En Wikipedia se entienden las reformas como “un cambio de situación en un orden o régimen, sin alterar los rasgos fundamentales del mismo, para corregir situaciones parciales defectuosas.” Incluye, por tanto, “ajustes, enmiendas, innovaciones, que permitan generar una mejor situación, sin sustituir lo esencial del orden establecido”.
En su libro El cemento de la sociedad, el noruego Jon Elster plantea que el orden social requiere de un contexto predecible y aceptable, así como de un mínimo de cooperación entre todos aquellos que conforman la sociedad. La política peruana es poco predecible y nuestra confianza interpersonal una de las más bajas de la región. Ello genera un entorno poco favorable para adoptar políticas públicas adecuadas en un mediano plazo. Noruega, en cambio, es considerada la sociedad con mejor institucionalidad democrática y, a la vez –no sabemos si causa o efecto– el 75% de los noruegos cree que es posible confiar en los demás. Hace algunas décadas, era el país más pobre de Europa.
El argentino Guillermo O’Donnell afirmó que las poliarquías modernas resultan de una destilación compleja y peculiar de tres herencias históricas: una democrática, otra liberal y, finalmente, una republicana. Y añadió que, en la mayor parte de América Latina, hay un adecuado respeto al mandato de las urnas; pero no tanto compromiso para la defensa de la libertad, ni suficiente convicción respecto de la importancia y validez del imperio de la ley.
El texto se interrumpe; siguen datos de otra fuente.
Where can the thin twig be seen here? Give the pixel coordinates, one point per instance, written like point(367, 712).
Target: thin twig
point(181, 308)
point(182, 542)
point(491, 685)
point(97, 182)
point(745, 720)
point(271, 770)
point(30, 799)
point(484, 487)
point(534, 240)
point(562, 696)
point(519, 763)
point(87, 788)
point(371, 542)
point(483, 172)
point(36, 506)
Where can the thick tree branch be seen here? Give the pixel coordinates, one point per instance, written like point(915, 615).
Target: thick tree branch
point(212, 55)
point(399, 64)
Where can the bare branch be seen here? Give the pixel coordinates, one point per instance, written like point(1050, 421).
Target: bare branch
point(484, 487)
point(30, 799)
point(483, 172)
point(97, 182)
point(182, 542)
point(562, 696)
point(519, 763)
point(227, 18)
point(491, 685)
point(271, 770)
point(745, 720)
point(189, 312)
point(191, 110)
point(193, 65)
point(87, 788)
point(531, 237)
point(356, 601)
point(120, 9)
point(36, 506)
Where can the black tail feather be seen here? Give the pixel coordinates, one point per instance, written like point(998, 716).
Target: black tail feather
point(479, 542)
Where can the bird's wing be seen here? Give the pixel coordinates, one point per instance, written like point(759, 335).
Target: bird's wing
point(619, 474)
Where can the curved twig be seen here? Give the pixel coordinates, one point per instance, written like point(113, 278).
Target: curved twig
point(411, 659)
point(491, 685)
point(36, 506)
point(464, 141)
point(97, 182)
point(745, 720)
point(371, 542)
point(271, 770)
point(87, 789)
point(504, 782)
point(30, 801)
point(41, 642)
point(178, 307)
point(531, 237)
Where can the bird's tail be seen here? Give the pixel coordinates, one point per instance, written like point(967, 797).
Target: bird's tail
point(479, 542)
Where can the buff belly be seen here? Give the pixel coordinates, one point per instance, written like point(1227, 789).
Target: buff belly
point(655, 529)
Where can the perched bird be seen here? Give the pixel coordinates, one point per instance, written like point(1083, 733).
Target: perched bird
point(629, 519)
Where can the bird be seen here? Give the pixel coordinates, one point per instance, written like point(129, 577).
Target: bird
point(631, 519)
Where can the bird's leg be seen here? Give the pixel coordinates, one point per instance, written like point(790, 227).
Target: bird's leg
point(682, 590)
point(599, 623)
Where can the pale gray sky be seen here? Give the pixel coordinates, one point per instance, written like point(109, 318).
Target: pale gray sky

El pensador germano-británico Raif Dahrendorf refiriéndose, en 1990, a los países de Europa oriental que por entonces se liberaban del yugo soviético, afirmó: “se requerirán 6 meses para organizar elecciones válidas, 6 años para sentar las bases de una economía eficiente e interconectada, pero no menos de 60 años para consolidar instituciones que permitan anclar una democracia en serio”.
En tal sentido, el Perú es todavía una República Pendiente (título de un reciente libro argentino).